While United certainly have their issues right now, it remains hard to believe that this would have been recreated in quite the same way in front of 70-odd thousand screaming, passionate Reds. And can you really imagine Liverpool shipping seven at Villa Park if there were 2,000 or more of their supporters begging them to buck up their ideas as 40,000 home fans revelled in their struggles?

This is what Covid world looks like in the top flight of English football. Goals galore, defensive errors in their dozens. It is Sunday league football off the local park being played out in front of the eyes of the world. But is that what we pay our TV subscriptions for? Weren’t we looking for excellence when we parted with our season-ticket money and Sky/BT bills?

Following a record 44 goals in one Premier League weekend a fortnight ago, there were 36 more seven days later and this weekend’s latest round of befuddlement brought 41 goals. With no crowds in the stadiums there comes a drop in intensity from the usually well-drilled units that are our Premier League teams. Concentration has gone. It’s shot. Kaput.

It’s like when you play left-back out on the rec and get distracted by a dog walker struggling to hold onto his mutt while you should be checking out what run the oppo’s right winger is making from deep. When it doesn’t feel like the greatest league in the world, it’s hard to deliver to the standard of the greatest league in the world.

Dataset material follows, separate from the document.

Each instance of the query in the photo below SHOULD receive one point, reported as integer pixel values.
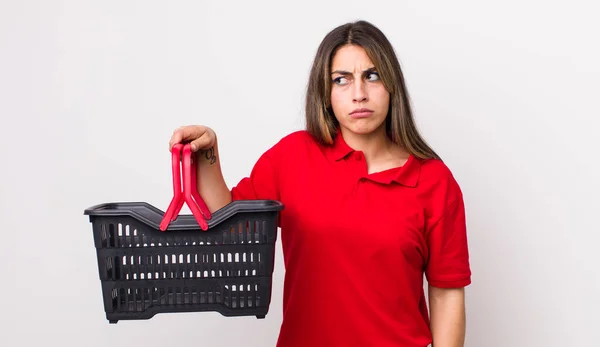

Serge Aurier Celebrates Scoring Spurs' fifth goal against Manchester United on Sunday (Getty Images)
Serge Aurier Celebrates Scoring Spurs' fifth goal against Manchester United on Sunday (Getty Images)

Maybe we’ll enjoy it for a time. It’s a bit different, I suppose. Not for 90 years has top-tier football brought goals at this frequency. In 122 seasons of English football, the 2020-21 campaign sits 11th for goals per game, according to worldfootball.net. The Premier League high is 2.82 goals per game, and this season we have witnessed 3.79 so far.

But it’s hard to argue that the standard hasn’t dropped. This isn’t what we signed up for, and while it is necessary for fans not to be in the stadiums right now given the medical crisis the country is dealing with, the Premier League just won’t be the Premier League until they’re back.